On their part, magistrates and judges have promised better efficiency and accountability.
As shadow minister for justice, I have been kept abreast by the minister on these developments. As yet, however, I am not in a position to state what the Labour Party’s stand will be as the matter has to be remitted to my Parliamentary Group.
This notwithstanding, there has been one aspect of the reform on which I have already had occasion to express my view.
It is being suggested that our courts should also start holding sittings in the afternoons. The minister seems to think that such an arrangement would speed up the administration of justice.
Like the Chamber of Advocates, however, I entertain severe reservations in this respect.
For many the administration of justice signifies court hearings. This cannot be further from the truth. The oral hearings before judges and magistrates are only part of the judicial process.
The judiciary have to find the time to study their cases in order to be able to deliver their learned judgments. The only time they can do so is when they are in the serenity of their homes.
Some judgments can be delivered instantaneously due to the simplicity of the issues.
Others however, due to their complexity, require study and deep reflection. If our judges were made to work from nine to five they would have no time left to write their judgments.
Similarly, a practising lawyer doesn’t merely attend court. Like members of the judiciary, he or she too must find the time to prepare briefs.

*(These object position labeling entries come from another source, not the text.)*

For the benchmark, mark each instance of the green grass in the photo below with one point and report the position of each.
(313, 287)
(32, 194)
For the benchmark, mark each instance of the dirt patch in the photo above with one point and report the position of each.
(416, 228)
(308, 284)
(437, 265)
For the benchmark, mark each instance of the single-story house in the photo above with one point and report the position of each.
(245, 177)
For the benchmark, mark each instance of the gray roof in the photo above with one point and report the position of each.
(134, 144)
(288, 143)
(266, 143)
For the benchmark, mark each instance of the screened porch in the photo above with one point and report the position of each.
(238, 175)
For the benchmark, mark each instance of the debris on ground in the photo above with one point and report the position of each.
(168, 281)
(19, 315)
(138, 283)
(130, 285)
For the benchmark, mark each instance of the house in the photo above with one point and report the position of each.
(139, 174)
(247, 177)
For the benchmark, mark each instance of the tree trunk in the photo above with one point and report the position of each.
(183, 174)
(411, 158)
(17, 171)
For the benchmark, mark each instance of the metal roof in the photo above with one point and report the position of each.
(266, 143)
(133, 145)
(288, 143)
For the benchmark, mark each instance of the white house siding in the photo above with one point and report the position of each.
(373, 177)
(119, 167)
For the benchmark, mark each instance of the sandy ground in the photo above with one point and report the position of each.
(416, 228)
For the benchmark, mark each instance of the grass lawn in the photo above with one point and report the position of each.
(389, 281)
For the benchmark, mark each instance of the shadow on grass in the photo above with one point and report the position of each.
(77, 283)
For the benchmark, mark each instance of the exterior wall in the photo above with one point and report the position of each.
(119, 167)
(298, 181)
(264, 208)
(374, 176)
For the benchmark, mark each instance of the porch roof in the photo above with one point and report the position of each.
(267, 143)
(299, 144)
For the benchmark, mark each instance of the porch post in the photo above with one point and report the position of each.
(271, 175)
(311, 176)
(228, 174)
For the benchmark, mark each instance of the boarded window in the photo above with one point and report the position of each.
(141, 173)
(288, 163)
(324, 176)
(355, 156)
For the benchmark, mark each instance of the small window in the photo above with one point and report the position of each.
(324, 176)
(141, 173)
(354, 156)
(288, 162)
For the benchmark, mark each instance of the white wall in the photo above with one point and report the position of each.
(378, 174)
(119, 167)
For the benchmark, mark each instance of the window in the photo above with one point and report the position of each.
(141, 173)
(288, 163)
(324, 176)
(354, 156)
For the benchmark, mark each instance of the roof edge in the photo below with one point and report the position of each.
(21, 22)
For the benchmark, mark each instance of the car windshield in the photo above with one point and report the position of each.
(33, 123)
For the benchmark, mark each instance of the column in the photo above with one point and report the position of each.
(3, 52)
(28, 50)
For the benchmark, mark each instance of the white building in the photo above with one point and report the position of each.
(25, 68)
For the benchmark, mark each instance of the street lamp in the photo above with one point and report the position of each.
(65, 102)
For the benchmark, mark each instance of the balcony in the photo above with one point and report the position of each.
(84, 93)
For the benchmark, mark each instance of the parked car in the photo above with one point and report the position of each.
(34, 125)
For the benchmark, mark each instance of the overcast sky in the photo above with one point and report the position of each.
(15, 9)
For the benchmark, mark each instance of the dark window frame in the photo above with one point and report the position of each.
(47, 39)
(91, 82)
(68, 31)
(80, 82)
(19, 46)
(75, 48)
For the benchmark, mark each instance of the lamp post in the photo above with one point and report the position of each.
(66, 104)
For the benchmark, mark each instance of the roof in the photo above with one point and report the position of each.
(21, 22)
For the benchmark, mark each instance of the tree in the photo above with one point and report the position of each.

Furthermore, lawyers must have the time to make themselves available for their clients.
If lawyers were to spend all day in court, this would surely upset their schedules a great deal and their performance and efficiency would suffer to the detriment of their clients.
There are ways of increasing the efficiency of our courts without having to go to extremes.
It is no secret that a few members of the judiciary opt to limit their weekly sittings while others tend to start late.
In this day and age, judges no longer have the comfort of being able to hold sittings randomly.
The new arrangement should lay down that judges must commit themselves, as much as possible, to holding sittings on a daily basis. This notwithstanding, there would be occasional sittings, agreed by consensus, that would be held in the afternoons. But this should be the exception and not the rule.
There must also be a strong commitment to holding sittings by appointment whenever possible.
This is no easy task, due to the substantial number of pending cases and due to the fact that in Malta lawyers have to handle a plethora of briefs and cases every day.
Were the authorities to go ahead and enforce what is being proposed, I feel that we would suffer a backlash.
Far from a quick fix, such an arrangement could actually delay justice since it would inadvertently be conducive towards more judges falling behind on their judgments.
Statistics show that part of the problem is the unacceptable time being taken by certain members of the judiciary to pronounce their judgments.
This could be excusable to a certain point since the drafting of judgments is time-consuming and this is why it is perhaps time to encourage a system of ex tempore judgments.
Dr Herrera is Labour spokesman for justice.